Which, if you think about it, may be both good news and bad news. Yes, those of us fighting the pipeline have mobilised record numbers of activists: the largest civil disobedience action in 30 years and 40,000 people on the Mall in February for the biggest climate rally in American history. Right now, we're aiming to get a million people to send in public comments about the "environmental review" the state department is conducting on the feasibility and advisability of building the pipeline. And there's good reason to put pressure on. After all, it's the same state department that, as on a previous round of reviews, hired "experts" who had once worked as consultants for TransCanada, the pipeline's builder.
Still, let's put things in perspective: Stonewall took place in 1969, and as of last week the supreme court was still trying to decide if gay people should be allowed to marry each other. If the climate movement takes that long, we'll be rallying in scuba masks. (I'm not kidding. The section of the Washington Mall where we rallied against the pipeline this winter already has a big construction project under way: a flood barrier to keep the rising Potomac river out of downtown DC.)
It was certainly joyful to see marriage equality being considered by our top judicial body. In some ways, however, the most depressing spectacle of the week was...
(Excerpt) Read more at guardian.co.uk ...
How about the same morons in the 70s who said that the glaciers would be back by now? Give 'em more money to "study" it!
I’ve never understood the logic of “point of no return” on climate change. Some estimates are that we could remove CO2 from the atmosphere for as little as $20 a ton. That would mean one year of emissions would cost 660 billion. Pricey, but if we were truly headed for disaster, it would be doable. Anyway, carbon gas has some practical uses, so sales of the gas could recoup some of the costs.
If every country paid on their share of emissions, we’d be on the hook for about 100 billion minus any revenues from sales. (Also, total emissions will likely fall as fracking of natural gas spreads around the world.) Cut Obamacare, and we could do it.
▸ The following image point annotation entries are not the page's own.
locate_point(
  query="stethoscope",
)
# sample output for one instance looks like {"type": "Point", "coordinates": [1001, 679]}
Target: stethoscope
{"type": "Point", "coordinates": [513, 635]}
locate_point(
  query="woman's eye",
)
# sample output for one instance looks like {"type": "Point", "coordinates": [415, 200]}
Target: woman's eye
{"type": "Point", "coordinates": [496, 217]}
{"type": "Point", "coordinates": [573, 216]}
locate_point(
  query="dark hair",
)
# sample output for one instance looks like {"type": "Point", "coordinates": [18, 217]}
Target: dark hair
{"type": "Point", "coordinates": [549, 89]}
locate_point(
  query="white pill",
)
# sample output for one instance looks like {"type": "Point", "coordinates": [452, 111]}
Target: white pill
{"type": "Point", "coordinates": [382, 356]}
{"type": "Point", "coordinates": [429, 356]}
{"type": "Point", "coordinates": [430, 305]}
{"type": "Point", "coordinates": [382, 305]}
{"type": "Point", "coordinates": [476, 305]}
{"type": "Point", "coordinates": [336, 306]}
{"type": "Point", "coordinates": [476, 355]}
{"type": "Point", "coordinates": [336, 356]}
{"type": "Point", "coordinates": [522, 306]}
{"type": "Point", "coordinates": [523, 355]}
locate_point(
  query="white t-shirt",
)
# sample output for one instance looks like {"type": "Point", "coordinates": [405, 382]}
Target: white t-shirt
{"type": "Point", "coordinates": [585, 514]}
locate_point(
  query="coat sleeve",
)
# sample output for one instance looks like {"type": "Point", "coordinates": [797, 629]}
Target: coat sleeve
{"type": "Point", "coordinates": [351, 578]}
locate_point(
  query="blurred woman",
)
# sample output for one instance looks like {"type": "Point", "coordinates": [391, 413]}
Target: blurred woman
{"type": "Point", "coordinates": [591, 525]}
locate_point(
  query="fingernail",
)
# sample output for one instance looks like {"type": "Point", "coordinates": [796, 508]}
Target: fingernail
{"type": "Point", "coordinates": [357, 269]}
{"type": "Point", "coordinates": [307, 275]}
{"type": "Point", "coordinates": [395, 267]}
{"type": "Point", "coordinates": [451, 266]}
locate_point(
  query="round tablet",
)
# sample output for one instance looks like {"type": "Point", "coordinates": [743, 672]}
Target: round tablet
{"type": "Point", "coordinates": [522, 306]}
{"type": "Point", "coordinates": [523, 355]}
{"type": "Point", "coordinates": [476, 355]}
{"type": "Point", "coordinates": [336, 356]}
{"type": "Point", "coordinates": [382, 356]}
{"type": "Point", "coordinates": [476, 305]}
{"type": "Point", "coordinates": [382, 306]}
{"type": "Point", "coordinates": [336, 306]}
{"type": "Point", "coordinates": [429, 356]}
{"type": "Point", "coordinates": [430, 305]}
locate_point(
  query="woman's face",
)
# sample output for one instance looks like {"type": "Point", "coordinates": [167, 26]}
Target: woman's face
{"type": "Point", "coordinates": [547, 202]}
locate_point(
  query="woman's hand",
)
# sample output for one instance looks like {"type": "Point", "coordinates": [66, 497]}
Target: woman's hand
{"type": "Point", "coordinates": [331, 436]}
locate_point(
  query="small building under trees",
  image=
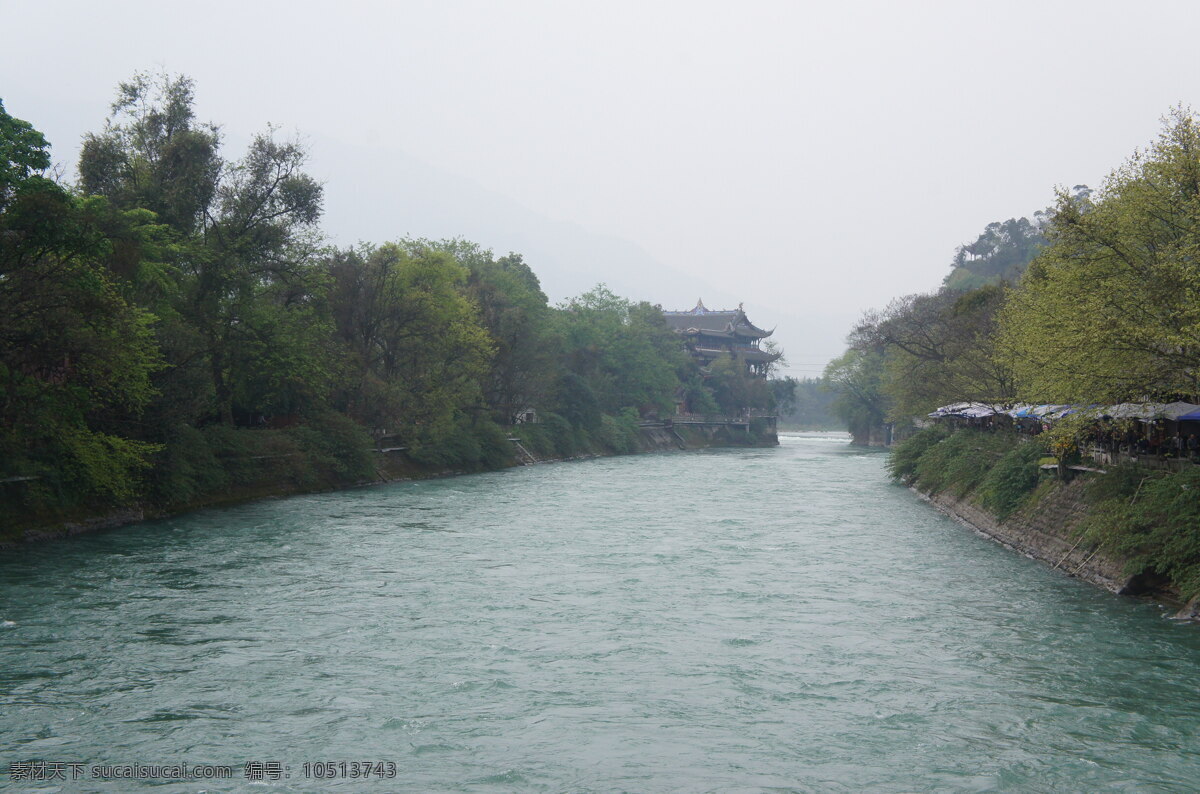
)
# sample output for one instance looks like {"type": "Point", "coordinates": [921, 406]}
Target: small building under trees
{"type": "Point", "coordinates": [712, 334]}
Now $20 a ton is the low estimate. I do support government research in this area to make it a reality. As Bjorn Lornborg has shown, government research tends to give the most bang for the buck in emissions reduction, as compared to cap-and-trade, new taxes, rationing, etc.
He won’t approve the pipeline for the simple reason that Buffet and his, BNSF Railroad, won’t be able to make $$$$$$$$$$$, by moving the oil by rail.
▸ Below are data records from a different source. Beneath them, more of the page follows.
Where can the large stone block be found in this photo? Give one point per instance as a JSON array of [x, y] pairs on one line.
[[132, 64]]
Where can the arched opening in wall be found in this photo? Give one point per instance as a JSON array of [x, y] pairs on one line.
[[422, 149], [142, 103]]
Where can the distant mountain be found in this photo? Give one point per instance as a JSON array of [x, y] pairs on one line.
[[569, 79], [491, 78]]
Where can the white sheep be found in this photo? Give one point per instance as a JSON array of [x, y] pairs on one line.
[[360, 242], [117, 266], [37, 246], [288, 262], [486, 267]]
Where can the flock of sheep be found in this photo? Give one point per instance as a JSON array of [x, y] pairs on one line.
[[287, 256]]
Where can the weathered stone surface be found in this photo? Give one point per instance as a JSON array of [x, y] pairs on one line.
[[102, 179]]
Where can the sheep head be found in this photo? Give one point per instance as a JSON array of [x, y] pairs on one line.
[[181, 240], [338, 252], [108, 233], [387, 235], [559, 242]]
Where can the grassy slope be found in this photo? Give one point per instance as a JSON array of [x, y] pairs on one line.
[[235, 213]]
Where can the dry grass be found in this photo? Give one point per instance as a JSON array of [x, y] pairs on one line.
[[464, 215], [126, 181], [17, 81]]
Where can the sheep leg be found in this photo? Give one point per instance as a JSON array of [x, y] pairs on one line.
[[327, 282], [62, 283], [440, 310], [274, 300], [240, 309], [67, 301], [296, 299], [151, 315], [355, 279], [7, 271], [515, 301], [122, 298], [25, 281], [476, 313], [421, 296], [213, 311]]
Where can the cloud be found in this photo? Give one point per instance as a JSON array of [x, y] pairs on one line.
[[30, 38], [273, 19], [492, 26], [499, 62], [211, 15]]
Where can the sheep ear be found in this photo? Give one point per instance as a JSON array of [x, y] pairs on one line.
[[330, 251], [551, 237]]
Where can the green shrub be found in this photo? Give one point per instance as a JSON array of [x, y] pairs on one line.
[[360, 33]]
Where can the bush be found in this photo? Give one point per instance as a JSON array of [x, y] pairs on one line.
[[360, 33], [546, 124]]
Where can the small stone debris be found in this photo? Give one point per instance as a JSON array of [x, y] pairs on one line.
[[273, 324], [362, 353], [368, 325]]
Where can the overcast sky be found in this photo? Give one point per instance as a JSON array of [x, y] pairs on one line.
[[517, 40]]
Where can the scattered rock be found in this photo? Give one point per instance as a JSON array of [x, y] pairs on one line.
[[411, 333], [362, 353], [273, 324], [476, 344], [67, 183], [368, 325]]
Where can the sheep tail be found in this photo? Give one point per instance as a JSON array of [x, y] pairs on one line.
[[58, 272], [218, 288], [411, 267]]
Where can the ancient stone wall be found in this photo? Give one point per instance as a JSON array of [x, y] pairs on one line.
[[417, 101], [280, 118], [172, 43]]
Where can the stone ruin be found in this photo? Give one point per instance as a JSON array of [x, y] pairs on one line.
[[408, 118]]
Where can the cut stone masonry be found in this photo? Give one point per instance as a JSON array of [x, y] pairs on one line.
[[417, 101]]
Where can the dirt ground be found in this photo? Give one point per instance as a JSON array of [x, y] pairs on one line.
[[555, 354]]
Right now, BNSF-meaning Buffett, has the market on moving that stuff out of Canada and down to the US.
If there’s a pipeline, then no worky for the railroad.
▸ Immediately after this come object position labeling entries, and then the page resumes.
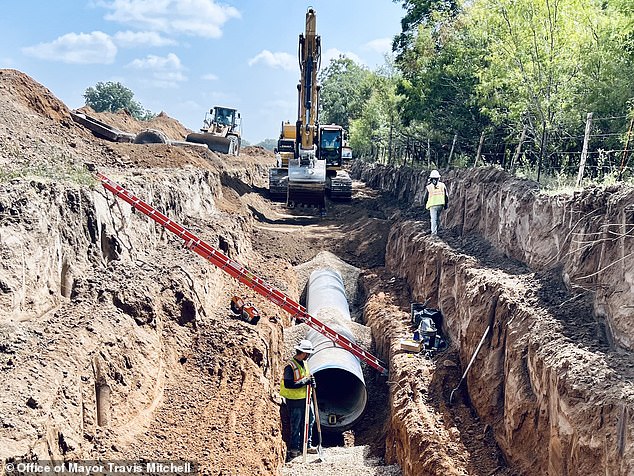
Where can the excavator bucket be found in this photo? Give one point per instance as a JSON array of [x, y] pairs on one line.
[[224, 145], [307, 184]]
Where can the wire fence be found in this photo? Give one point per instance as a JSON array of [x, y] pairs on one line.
[[605, 149]]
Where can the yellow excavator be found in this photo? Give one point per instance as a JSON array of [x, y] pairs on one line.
[[221, 131], [317, 150]]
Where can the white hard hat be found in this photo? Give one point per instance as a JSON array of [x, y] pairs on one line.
[[305, 346]]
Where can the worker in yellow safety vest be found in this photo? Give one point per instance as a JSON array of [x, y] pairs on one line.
[[435, 200], [296, 378]]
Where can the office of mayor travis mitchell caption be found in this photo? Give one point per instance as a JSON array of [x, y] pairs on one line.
[[86, 468]]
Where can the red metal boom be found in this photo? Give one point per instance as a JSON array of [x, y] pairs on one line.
[[239, 272]]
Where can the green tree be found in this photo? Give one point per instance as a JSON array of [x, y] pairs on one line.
[[344, 90], [439, 59], [547, 62], [112, 97], [377, 128]]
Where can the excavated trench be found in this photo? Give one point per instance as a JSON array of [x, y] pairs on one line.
[[118, 343]]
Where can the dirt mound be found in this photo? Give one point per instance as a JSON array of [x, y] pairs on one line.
[[170, 126], [33, 95], [124, 121]]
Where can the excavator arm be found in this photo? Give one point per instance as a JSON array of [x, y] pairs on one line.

“How about the same morons in the 70s...”
We are far enough into all the global warming hysteria of the 90s that sea-levels should be at least 5 feet higher. They’re not, of course, and won’t be.
I have a cousin who believes all the global warming lies. I simply ask him every time I see him why New York isn’t already flooded like Al Gore told us would have happened by now. Wasn’t that in a movie or something?
OVER the past 15 years air temperatures at the Earths surface have been flat while greenhouse-gas emissions have continued to soar. The world added roughly 100 billion tonnes of carbon to the atmosphere between 2000 and 2010. That is about a quarter of all the CO₂ put there by humanity since 1750. And yet, as James Hansen, the head of NASAs Goddard Institute for Space Studies, observes, the five-year mean global temperature has been flat for a decade.
Wow! This chump is a whackadoo.
Bill McKibben is out there with former NASA nutjob James Hansen. I think they both were arrested protesting Keystone in D.C.
Good point. I was just saying “if it was bad.” I was starting with the “let’s say you’re right” hypothesis and showed that McKibben is still full of it.